The moment Benedick comes on stage during A Noise Within’s Much Ado About Nothing, you may think Shakespeare foretold the looks of John Astin. It’s not just the dark mustache or the vision you may have of Benedick taking the arm of Beatrice and kissing up to her shoulder.

JD Cullum has Gomez Addams’ forehead.

Without looking up from his burger, Cullum says, “I made out with John Astin. We were in a show together at Ford’s Theatre in Washington DC. I played, among other roles, a woman John’s character was quite fond of. Eventually, before I could fight him off, he laid one on me.”

Astin continues to teach acting at Johns Hopkins in Baltimore, where Morticia’s husband earned his Bachelor’s Degree in drama. “Those days back east,” Cullum says, “were good for me.
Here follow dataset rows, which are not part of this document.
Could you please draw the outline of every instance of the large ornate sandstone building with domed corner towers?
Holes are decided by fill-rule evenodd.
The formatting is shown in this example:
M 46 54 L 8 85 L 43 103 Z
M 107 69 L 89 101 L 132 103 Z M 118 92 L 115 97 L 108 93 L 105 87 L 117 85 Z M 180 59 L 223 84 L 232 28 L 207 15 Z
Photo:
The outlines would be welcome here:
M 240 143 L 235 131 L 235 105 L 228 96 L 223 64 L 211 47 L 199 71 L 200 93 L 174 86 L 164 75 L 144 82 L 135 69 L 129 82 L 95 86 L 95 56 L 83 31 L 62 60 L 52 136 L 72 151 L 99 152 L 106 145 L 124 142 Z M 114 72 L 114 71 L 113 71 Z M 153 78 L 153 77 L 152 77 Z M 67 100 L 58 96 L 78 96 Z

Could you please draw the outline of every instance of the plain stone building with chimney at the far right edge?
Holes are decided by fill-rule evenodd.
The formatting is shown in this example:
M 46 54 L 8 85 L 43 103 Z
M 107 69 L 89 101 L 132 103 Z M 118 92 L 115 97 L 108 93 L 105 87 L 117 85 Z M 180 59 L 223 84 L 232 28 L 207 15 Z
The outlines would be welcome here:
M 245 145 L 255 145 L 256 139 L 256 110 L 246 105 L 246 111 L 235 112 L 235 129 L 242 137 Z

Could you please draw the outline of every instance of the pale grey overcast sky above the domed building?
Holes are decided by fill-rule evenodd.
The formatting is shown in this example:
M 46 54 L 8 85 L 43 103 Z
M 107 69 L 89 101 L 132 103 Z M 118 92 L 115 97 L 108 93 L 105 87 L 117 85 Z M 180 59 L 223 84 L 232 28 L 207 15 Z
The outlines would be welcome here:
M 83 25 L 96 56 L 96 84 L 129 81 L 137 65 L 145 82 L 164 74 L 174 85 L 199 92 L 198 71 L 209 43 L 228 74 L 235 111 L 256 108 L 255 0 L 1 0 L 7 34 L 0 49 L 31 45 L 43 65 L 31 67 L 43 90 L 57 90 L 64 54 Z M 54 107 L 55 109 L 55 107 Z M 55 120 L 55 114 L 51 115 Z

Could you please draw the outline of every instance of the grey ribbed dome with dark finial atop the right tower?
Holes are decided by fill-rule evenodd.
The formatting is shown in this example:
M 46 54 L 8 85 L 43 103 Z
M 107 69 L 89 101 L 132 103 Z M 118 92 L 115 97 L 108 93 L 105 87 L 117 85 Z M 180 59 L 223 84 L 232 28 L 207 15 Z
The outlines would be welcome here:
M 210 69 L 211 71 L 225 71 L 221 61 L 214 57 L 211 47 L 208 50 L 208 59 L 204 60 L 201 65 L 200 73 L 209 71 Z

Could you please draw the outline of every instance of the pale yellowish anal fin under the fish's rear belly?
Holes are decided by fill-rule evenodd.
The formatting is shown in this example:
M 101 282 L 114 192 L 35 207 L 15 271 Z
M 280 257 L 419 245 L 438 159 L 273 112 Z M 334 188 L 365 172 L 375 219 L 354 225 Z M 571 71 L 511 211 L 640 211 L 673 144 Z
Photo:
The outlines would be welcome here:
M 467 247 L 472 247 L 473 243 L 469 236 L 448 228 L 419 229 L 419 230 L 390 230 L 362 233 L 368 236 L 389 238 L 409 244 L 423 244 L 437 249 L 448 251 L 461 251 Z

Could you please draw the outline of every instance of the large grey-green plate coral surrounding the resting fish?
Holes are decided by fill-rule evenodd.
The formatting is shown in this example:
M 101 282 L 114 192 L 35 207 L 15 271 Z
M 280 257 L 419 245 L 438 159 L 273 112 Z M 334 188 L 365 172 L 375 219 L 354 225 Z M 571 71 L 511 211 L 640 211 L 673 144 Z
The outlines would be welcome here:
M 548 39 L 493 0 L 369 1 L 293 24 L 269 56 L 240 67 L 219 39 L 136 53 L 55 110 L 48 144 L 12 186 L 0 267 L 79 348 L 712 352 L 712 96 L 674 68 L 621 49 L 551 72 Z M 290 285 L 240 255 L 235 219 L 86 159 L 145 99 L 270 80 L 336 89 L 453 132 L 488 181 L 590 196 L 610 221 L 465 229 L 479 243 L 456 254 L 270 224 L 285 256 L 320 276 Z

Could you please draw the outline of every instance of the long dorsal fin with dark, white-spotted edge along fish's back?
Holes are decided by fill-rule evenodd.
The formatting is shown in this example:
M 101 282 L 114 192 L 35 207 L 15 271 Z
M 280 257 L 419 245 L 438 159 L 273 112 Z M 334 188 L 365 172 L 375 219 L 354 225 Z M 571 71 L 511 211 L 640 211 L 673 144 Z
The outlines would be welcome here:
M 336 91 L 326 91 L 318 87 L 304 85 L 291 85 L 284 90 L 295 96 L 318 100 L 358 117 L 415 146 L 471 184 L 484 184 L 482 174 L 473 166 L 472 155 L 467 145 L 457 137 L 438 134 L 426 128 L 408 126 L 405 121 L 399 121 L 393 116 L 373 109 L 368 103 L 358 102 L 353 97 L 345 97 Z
I grew up on Manhattan. I was asked to take over the lead in Romance Language off-Broadway when I was only 18. I had six days to learn the role and I told my dad there was no way I could do it.”

 Enter two-time Tony Award winner, John Cullum. “He took me line by line, promising I would learn it. He was right.”

 John turned into a formidable (and timely) acting coach. “I never studied drama,” JD admits. “I remember struggling with a moment in Romance Language when Huck Finn sees Tom and has to greet him. I didn’t know whether to say ‘Tom!’ first or hug him first.”

John stepped in, Cullum says, and told his son to hug him. “So I hugged him. Then he said to hug him again. So I hugged him again. He said to do it again, and again, and again. Finally, he said, ‘Now say Tom when you hug me’ and the name came out spontaneously with the hug. That was the moment that it clicked. It’s all about losing the self-consciousness. And about pretending really, really well.”

JD Cullum hit Broadway at 20 in George Bernard Shaw’s You Never Can Tell, as Phillip, with Uta Hagen. “My dad replaced Phil Bosco as the waiter part-way into the run. During a rehearsal, he was balancing drinks on a serving platter and spilled them on everyone. I was so upset I had to leave the room. Later, during the live show, I was mouthing my dad’s lines. Finally, Victor Garber (Dr. Valentine) slid his hand across his throat, telling me to knock it off.” Cullum laughs. “I had to let go. I realized that my dad knew what he was doing and would be just fine.” Five Tony nominations later, JD was right. John currently portrays the only white member in The Scottsboro Boys at the Vineyard Theatre in New York.

The elder Cullum (Northern Exposure) also played Beverly in the Broadway run of August: Osage County, occupying the first 16 minutes on stage [spoiler alert??], then darting off to do another play because his character does away with himself.

“When I have a problem figuring out a line, a scene, or another actor, I often think, ‘What would my dad do?’ So,” JD says, “I’ll call him. We’ll talk things through.”

JD met his wife, Shareen Mitchell, at a yogurt shop in Studio City. “She had come in with a friend of mine. I saw Shareen in a play, we got to know each other and the rest….” You don’t need a road map to fill in the thought that trails off. “She owns two vintage clothing boutiques, one in LA and another in New York. I can’t go in. Boys aren’t allowed. It’s like one big living room for women to try on clothes.”

JD Cullum came to Much Ado About Nothing at the invitation of director Michael Murray. “I had worked with Michael in Tonight at 8:30. I was also in seven of the eight Noel Coward one-acts Antaeus put up a while back. Michael directed two of them.”

I wondered how Murray cast Torri Higginson as Beatrice. Like JD, Torri has a sci-fi TV background, having appeared on Stargate Atlantis. “Michael and I spent a lot of time talking about who should play Beatrice,” JD recounts. “Her character has the largest consciousness of anyone else in the play. She’s the most self-aware. We auditioned a lot of actors, but when Torri came in, we knew she was perfect for it.”

Cullum says learning a Shakespearean character is much easier than a Klingon role, as he tried to do in Star Trek: TNG. “I wish I’d studied more. I should have done more research. I didn’t realize Klingons were supposed to be stoic, so I never felt that I nailed the character. But I justified my inappropriate behavior by reminding people that I was playing a Klingon boy, not an adult. That way, I could be forgiven.”

We forgive those growing up. And growing up is what Cullum says Benedick does in Much Ado. Benedick swaggers out, cavalier, and care-free in the first act, “But he matures in the second. At first,” Cullum says, “Benedick has a special relationship with the audience. He’s the most open, vulnerable. But he goes through a change.”

I ask about the physical choices Cullum has made. There are times he gestures so little, you can’t help but be drawn to his faces, his eyes.

“I have to remember that Shakespeare is the star. It’s all about the language. It’s tempting to lay on gestures to emphasize language you think people won’t understand, but I realized that works against me. I decided, in many moments, to just stand there without gesturing, and talk.”

JD Cullum, despite his love of Shakespeare, is not tied to it. “I’d love to do a modern play,” he says. “While I’d love to do Richard III, I’ve also got a friend with a wonderful translation of Gogol’s The Government Inspector, which I’d like to pitch.

“But, really,” Cullum adds, mopping up the last of his mushroom burger at The Bucket in Eagle Rock, “I’ll do whatever comes along.”

Anyone up for another Addams Family?

Much Ado About Nothing continues through May 21 at A Noise Within in Glendale.